Experimental and theoretical investigation on phase formation and mechanical properties in Cr–Co–Ni alloys processed using a novel thin-film quenching technique
D. Naujoks, M. Schneider, S. Salomon, J. Pfetzing-Micklich, A. P. A. Subramanyam, T. Hammerschmidt, R. Drautz, J. Frenzel, A. Kostka, G. Eggeler, G. Laplanche, A. Ludwig.
The Cr-Co-Ni system was studied by combining experimental and computational methods to investigate phase stability and mechanical properties. Thin-film materials libraries were prepared and quenched from high temperatures up to 700°C using a novel quenching technique. It could be shown that a wide A1 solid solution region exists in the Cr-Co-Ni system. To validate the results obtained using thin-film materials libraries, bulk samples of selected compositions were prepared by arc melting, and the experimental data were additionally compared to results from DFT calculations.

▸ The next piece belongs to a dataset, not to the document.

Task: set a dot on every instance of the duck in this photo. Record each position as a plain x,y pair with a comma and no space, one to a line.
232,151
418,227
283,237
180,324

The computational results are in good agreement with the measured lattice parameters and elastic moduli. The lattice parameters increase with the addition of Co and Cr, with a more pronounced effect for the latter. The addition of ∼20 atom % Cr results in a similar hardening effect to that of the addition of ∼40 atom % Co.
Composition dependence of lattice parameter of Co-Ni solid-solution phase as obtained from bulk samples, thin-film samples and ab-initio calculations.